Thus, when he unleashed the beast, as it were, last Friday, everyone who thought they knew him was utterly shocked. How did he manage such complete and total subterfuge for such a lengthy period of time?
All the desperados I have researched had a similar period in their lives, a time when their wills locked onto the notion of committing a purposeful mass murder, yet during which all of these men were able to live a double-minded existence, never letting anyone know the horrific endgame they were plotting. Dylan Klebold and Eric Harris, the Columbine duo, apparently first conceived their plan to massacre their classmates a good fifteen months before executing the operation; yet, in that time, they gave no indication or intimation of their murderous intentions to anyone. For Breivik, the span of time between preparation and completion was more than twice as long as that—nearly three years, if we are to take his word for it. How was it possible to present one face to the world, a happy-go-lucky, devil-may-care kind of mask, while secretly, deliberately nursing a beast within, preparing it for the kill?
Breivik’s answer is that he willed himself into a kind of curious self-hypnosis. In his mind, his orgy of bloodletting had already happened, long before it actually happened; he’d already killed, and had already died. That is to say, he wasn’t truly alive and walking the earth in the months and years leading up to the Oslo massacre; during all that time, he saw himself as a ghost.

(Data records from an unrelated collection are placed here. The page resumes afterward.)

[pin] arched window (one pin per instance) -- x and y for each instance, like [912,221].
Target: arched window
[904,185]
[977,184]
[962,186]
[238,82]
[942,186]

He fatalistically embraced what he came to see as his destiny.
“The core strength of a Justiciar Knight,” he wrote, “is that we accept the fact that we’re already dead. . . . The sooner you accept that, the sooner you will be able to function as a soldier is supposed to function: without mercy, without hesitation, without compassion, and without remorse.”
On this point, it is hard to argue with Breivik; in fact, adopting this mindset seems a touch of demonic genius. If a person comes to see his life in such terms, he can truly access the realm within himself where all things are possible. One essentially makes oneself a malleable puppet, to be controlled however one sees fit. One doesn’t hesitate, or torment oneself over possible alternatives if one has convinced himself that no such alternatives truly exist, that what will happen has in fact already happened, that he is in fact already dead.
* * *
I have argued elsewhere that the drive to politicize Breivik’s rampage, or to view it through a partisan lens, is a very basic affront to human decency. This “neocon Norwegian Rambo” committed an abominable act, and to regard him a hero since he was on “our” side puts on the same level as the type of idiot leftist who idolizes a thug like Che Guevara or justifies the crimes and abuses of smelly little tinpot tyrants like Robert Mugabe and Hugo Chavez. Yet one wonders how much good could be accomplished in the world if even a handful of decent men could, without sacrificing their consciences or their exquisite concern with morality, nevertheless dedicate themselves with such fierce and searing abandon—with the calm resolve of one “already dead”—to a good and right cause.
It is in this sense—and in absolutely no other—that we should strive to emulate the example set by Anders Behring Breivik, this man who became a monster, this layabout Aryan pretty boy who transformed himself into a fearsome and rapacious blond beast.